Resolving Circuit Splits

As noted, prior to the Supreme Court's decision in Romag, there was a longtime circuit split as to whether establishing willful infringement was a precondition for allowing disgorgement and an award of profits as a damages award, and the Supreme Court previously denied certiorari on similar cases.

Prior to the Supreme Court's decision in Romag, the First, Second, Eighth, Ninth, Tenth, and D.C. Circuits required plaintiffs to establish that a defendant willfully infringed the plaintiff's trademark as a precondition to allowing disgorgement of an infringer's profits as a damages award. While it was unclear whether the Eight Circuit also required willfulness if the plaintiff and defendant were not direct competitors, it was clear that the First Circuit did require willfulness if the plaintiff and defendant were not direct competitors.

In contrast, the Third, Fourth, Fifth, Sixth, Seventh, and Eleventh Circuits did not require a plaintiff to allow for disgorgement of profits without willful infringement.

Supreme Court Shines a Light on Lanham Act, 15 U.S.C. § 1117(a) and Confirms Willfulness is Not a Precondition for Profits

Concerning Romag, the Petitioner, Romag Fasteners, Inc., and the Respondent Fossil, Inc., had a longstanding business relationship in which Romag supplied its magnetic fasteners and strips to Fossil for use in its handbags. In 2010, Romag discovered that counterfeit Romag fasteners bearing the ROMAG mark were being used by factories in China that Fossil had contracted to assemble its handbags. Romag sued Fossil in the District of Connecticut for patent and trademark infringement. The jury awarded Romag $6.7 million. However, because the jury did not find that Fossil willfully infringed the Romag marks, the Court struck the award of Fossil's profits, and accordingly reduced Romag's award. Romag appealed to the Federal Circuit, which applied the Second Circuit interpretation of the "willfulness" requirement to section 1117(a) in its entirety, including section 1125(a) and (d).

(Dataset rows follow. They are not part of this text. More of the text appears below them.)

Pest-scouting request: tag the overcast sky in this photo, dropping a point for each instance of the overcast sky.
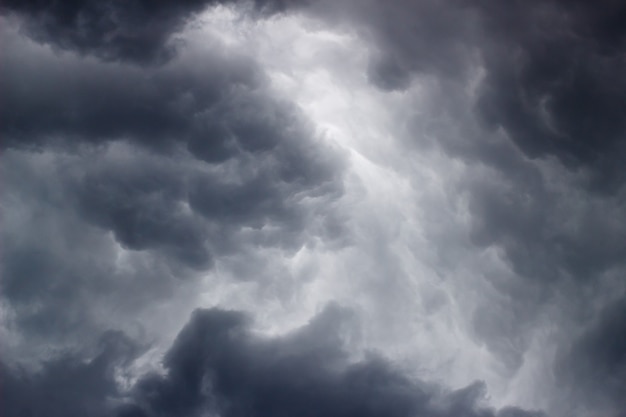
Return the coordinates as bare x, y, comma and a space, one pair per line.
333, 208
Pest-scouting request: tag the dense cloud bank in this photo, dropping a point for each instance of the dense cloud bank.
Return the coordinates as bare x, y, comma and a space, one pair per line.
217, 366
467, 203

The Supreme Court disagreed with the lower courts, and vacated and remanded, in a 9-0 unanimous decision, holding that a plaintiff in a trademark infringement suit is not required to show that a defendant willfully infringed the plaintiff's trademark as a precondition to an award of profits. The Supreme Court agreed with opponents of the of the "willfulness" requirement to section 1125(a) and (d) under section 1117(a), reasoning that a strict reading of the statutory language confirmed that Congress drafted the willfulness requirement to apply only to section 1125(c) violations for dilution by blurring and dilution by tarnishment. The Supreme Court also noted that there were many other applications of willfulness as a requirement in the Lanham Act and, had Congress intended for willfulness to also apply to sections 1125(a) and (d) for civil action and cyberpiracy prevention, it should have drafted the language accordingly.

However, the Supreme Court did not exclude willfulness from consideration of an award for profits and the concurring opinions emphasized the importance of consideration of a range of culpable mental states. Justice Sotomayor concurred with the majority opinion that willfulness was not a prerequisite while also emphasizing that it was nevertheless an important consideration for the disgorgement of a defendant's profits as an award.

Impact of Decision / Takeaways

The Supreme Court's decision in Romag, sends another message to Congress to avoid further murky drafting that leaves open issues to the courts for interpretation and clarification.

For mark owners, the Supreme Court's decision has removed an often impossible hurdle to establish willfulness in order to disgorge profits from defendants as an award. However, section 1117(a) also clearly states that damages and awards "constitute compensation and not a penalty," which mark owners will be wise to keep in mind. While the hurdle of willfulness as a precondition has been removed, it is unlikely that the Supreme Court's decision in Romag will mark the beginning of windfalls for plaintiffs. A defendant's mental state, including willfulness, will still likely be an important consideration for awards and damages to a plaintiff.